Distributed Programming is Tricky

The story of how a seemingly obvious assumption can cause a program’s behavior to spiral out of control.

Remember that distributed program I’m developing on my day job? Here’s the outline of the strategy I’m currently using to allocate work to each computer:

  1. The first server that becomes ready receives a task that represents the entire computation.
  2. Each task, when executed, is either a leaf (no further computation necessary) or is split into one or more subtasks after some amount of computation. These subtasks are immediately queued for local execution.
  3. Whenever a server runs out of tasks to execute, it first sends a message to the client containing the cumulative results of all the tasks it has executed. The client merges all these intermediate results into the final result.
  4. Whenever a server runs out of tasks to execute, it then sends a message to the client. The client polls the busy servers, trying to steal a task sitting on the work queue. If it gets a task, the client relays it to the server.
  5. The client observes that the computation is complete when all servers are idle, waiting for more work.

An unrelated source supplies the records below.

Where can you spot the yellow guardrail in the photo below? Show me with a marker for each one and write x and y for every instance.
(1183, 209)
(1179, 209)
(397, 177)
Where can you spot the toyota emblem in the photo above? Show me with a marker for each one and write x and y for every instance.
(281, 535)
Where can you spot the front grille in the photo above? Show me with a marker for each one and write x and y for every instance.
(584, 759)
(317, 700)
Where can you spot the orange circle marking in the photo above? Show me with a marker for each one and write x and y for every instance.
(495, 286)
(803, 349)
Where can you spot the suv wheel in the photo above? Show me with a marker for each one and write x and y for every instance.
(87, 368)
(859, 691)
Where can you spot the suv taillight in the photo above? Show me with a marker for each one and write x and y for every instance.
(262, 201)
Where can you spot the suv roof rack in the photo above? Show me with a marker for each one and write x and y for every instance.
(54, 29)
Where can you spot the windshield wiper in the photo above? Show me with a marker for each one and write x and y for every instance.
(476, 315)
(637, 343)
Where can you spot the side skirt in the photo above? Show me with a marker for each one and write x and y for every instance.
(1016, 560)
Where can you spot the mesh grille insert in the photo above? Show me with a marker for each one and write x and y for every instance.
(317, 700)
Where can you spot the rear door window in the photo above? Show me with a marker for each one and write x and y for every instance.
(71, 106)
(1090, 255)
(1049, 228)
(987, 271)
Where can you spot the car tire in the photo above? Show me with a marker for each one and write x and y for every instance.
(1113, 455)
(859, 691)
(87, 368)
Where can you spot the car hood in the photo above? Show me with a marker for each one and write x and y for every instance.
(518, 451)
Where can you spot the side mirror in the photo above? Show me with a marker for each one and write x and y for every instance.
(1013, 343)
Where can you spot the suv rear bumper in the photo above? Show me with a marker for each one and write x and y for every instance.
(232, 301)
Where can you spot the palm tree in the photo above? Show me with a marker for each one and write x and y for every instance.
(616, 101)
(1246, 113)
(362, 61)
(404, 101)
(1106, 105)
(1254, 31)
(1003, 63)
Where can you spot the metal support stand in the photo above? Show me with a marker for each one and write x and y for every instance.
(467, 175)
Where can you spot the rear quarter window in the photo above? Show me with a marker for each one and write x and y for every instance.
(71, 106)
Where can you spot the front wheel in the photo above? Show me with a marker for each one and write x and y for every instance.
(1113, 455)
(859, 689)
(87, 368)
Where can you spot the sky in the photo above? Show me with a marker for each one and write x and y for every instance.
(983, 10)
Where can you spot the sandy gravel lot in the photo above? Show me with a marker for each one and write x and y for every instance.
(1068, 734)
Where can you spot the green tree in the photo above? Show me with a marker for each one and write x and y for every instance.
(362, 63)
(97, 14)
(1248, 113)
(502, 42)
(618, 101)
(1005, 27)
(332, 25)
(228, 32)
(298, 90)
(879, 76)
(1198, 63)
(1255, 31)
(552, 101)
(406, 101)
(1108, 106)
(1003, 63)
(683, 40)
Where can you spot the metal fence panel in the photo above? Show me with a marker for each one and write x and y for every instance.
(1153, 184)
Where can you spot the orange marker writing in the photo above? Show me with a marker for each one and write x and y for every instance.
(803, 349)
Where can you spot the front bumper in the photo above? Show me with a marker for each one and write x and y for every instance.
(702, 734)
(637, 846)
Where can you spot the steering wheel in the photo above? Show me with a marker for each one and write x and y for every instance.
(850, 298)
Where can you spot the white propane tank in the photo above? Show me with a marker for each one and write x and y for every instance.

With this strategy alone, the client has no way of knowing if one of the servers crashes or becomes unresponsive for some reason. So, while all of this is going on, the client periodically pings each server. If it doesn’t get a response, it assumes the server failed and requeues the last task sent to it for execution by another server. This way, whenever a server dies, that piece of the problem won’t also be lost.

See the problem yet? OK, technically you can’t, since this is a simplified description of what’s going on, although it is the meat of the problem. Now watch how this strategy snowballs out of control when things go wrong.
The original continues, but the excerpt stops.